Speaker talks employability with Career Academy students

As employees age out of some local industries, employers are increasingly anxious to fill their positions with qualified new employees.

Workforce development efforts play an important role in increasing the pool of potential applicants and in ensuring applicants will best serve local businesses.

But generational differences sometimes lead to misunderstandings between employers and younger employees or job applicants.

Different communication habits, dress styles and life experiences lead to cultural gaps.

During a Career Planning Day event at the Golden Isles College & Career Academy, a local business owner offered some frank advice to high school students.

“The world that you live in right now is not the world that people who are employing you, who are employers out there, are used to and they don’t understand it,” said Cherise Cartwright, a commercial realtor and developer for Cartwright International Real Estate Services. “… I would like to let y’all know what employers are looking for. Good communication skills — that’s not texting shorthand; good dress code, something that doesn’t show your tattoos if you have any, something that is very conservative, doesn’t have offensive things written on it; and also being able to write and speak in complete full sentences.”

Valerie Williams, a career specialist at GICCA, works with the students on soft skills education and employability. She said students sometimes forget that being prepared for a job requires more than the hard skills needed in the field. Teamwork, positive attitudes, organization and more also matter a great deal in the working world, she said.

“Having speakers like (Cartwright) and local employers who can actually tell them what they’re looking for, we think that will benefit them a lot,” Williams said.

Cartwright, vice chair of the Career Academy Board, encouraged the students to think of job opportunities outside of the norm and to consider their options beyond a four-year college degree.

“There are a lot of trades right now and a lot of people here locally that are hiring, that need a good workforce,” she said. “And y’all can get jobs right out of high school if you just know what the market needs.”

She strongly urged each student to seek out a mentor who can guide them during these crucial years of their education and career planning.

“There are a lot of students out there in your age group that don’t really have mentors,” Cartwright said. “… If there’s something that you can do for yourself when you get home, it is find a mentor.”
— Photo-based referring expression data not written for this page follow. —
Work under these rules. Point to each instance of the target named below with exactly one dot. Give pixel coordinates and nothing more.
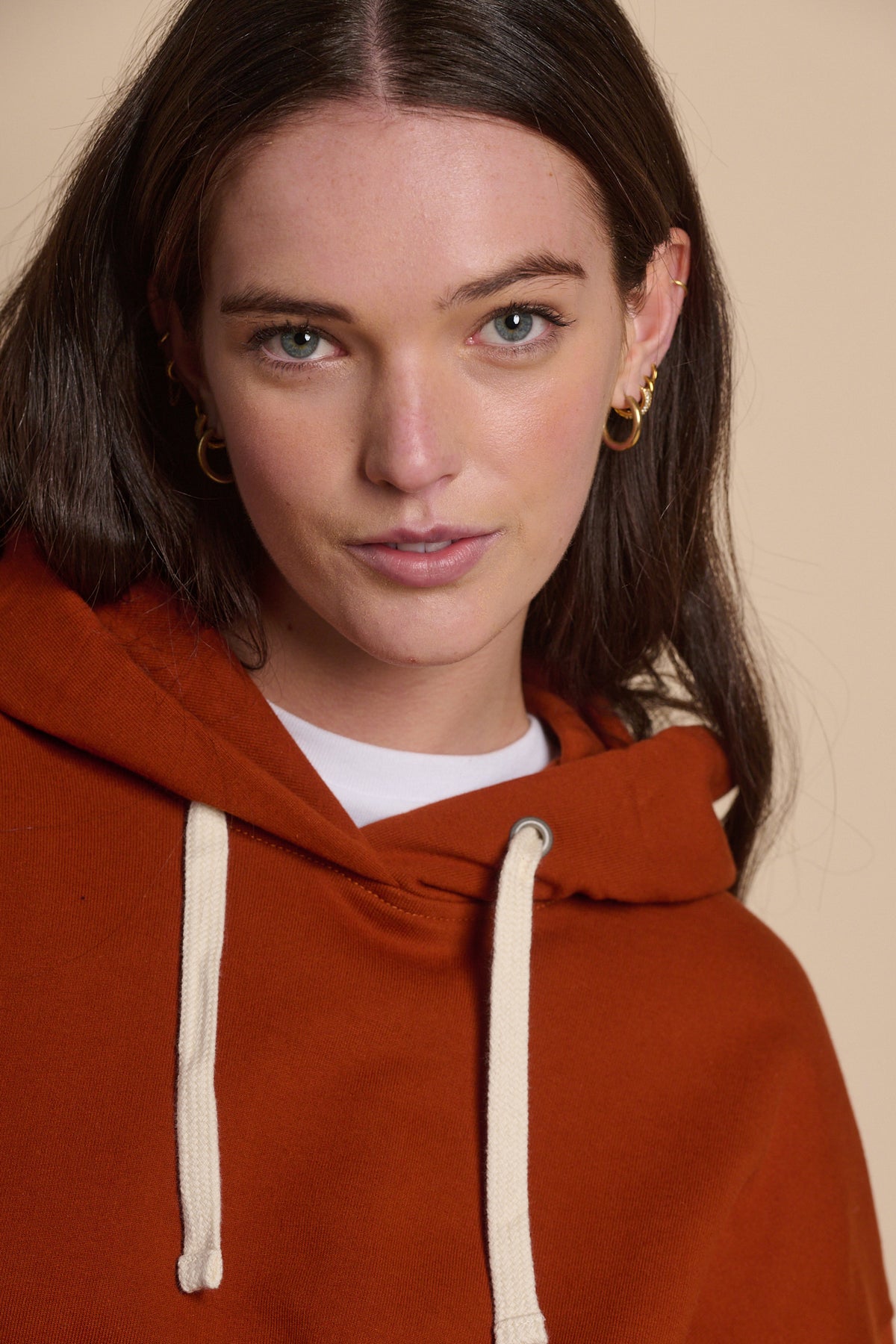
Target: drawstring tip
(200, 1269)
(521, 1330)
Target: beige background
(788, 112)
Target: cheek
(289, 468)
(563, 437)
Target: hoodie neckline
(144, 685)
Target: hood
(143, 685)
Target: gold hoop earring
(635, 411)
(206, 441)
(173, 390)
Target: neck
(460, 709)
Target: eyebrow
(531, 267)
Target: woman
(374, 965)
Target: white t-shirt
(374, 783)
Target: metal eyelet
(541, 827)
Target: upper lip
(441, 532)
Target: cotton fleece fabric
(695, 1169)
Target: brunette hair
(101, 470)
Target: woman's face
(367, 351)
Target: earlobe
(653, 324)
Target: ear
(649, 329)
(181, 349)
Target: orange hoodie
(328, 1119)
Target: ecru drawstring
(203, 936)
(517, 1317)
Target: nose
(410, 438)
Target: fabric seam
(354, 882)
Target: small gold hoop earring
(173, 390)
(635, 411)
(206, 441)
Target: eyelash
(265, 334)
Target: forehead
(402, 202)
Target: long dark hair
(100, 468)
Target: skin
(411, 414)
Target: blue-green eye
(299, 344)
(514, 326)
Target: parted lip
(440, 532)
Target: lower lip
(426, 569)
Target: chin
(422, 644)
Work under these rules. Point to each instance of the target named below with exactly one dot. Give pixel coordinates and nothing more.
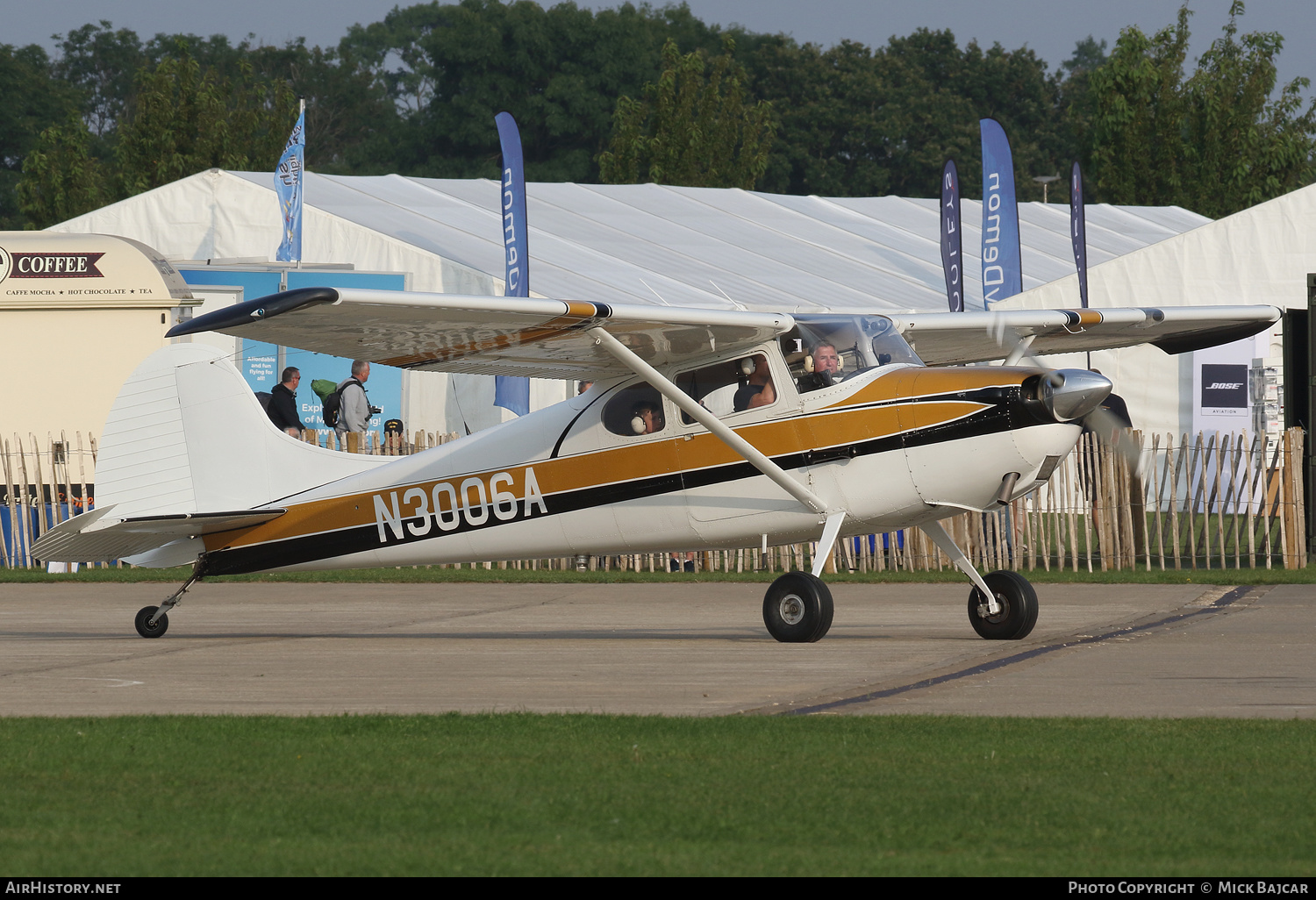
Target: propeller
(1076, 395)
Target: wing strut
(691, 407)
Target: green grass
(524, 576)
(597, 795)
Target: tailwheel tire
(1018, 602)
(797, 608)
(144, 618)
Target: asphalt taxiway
(653, 649)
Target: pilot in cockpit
(826, 368)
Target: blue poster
(950, 237)
(1003, 275)
(512, 392)
(258, 361)
(383, 387)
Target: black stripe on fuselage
(358, 539)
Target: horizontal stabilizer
(99, 537)
(949, 339)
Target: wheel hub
(791, 610)
(1005, 611)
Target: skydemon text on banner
(287, 186)
(510, 391)
(1078, 232)
(1002, 265)
(952, 258)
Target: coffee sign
(49, 265)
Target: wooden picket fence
(1211, 502)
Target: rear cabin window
(636, 410)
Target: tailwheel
(1018, 607)
(144, 623)
(797, 608)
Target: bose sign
(1224, 387)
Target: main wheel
(144, 618)
(797, 608)
(1018, 607)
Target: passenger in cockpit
(758, 391)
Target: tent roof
(636, 242)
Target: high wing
(547, 339)
(484, 334)
(944, 339)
She said mentors can also open doors that lead to jobs in fields students wish to work. They can also guide a student down a different path if initial plans fail to fit their career passion.

“You don’t want to think that you want to do something, not get a mentor in that field or not intern in that field, and all of a sudden, you’ve just wasted four years in college thinking you want to be an architect, but you really don’t want to be an architect,” Cartwright said. “You want to get into welding — that’s what you figured out at the end of it all.”

She suggested maintaining a social media presence that an employer will not find fault with, as most will check a job applicant’s social media accounts during the hiring process.

She also encouraged the students to communicate in a professional way on all platforms, including text messages.

Communication skills are vital to being an employable person, Cartwright told the students, and local employers have been dismayed by the different communication styles they see young people use.

Jeff Holland, a construction pathway teacher at GICCA, reminded the students that first impressions matter.

“Employers and adults judge you by the way you speak,” he said. “They judge you by the way you write. They judge you by the way you dress. They judge you by the way that you carry yourself, even your physical body language.”

Meeting employers’ expectations will increase a student’s chances of finding success in their chosen field, Cartwright added.

“Get to know what employers want,” she said. “And I think that’s what you’re going to learn here this semester at GICCA. You’re going to learn how to do those things. I’m just here to kind of reiterate that this is what employers locally are expecting from you.”

Career Planning Day was held last week.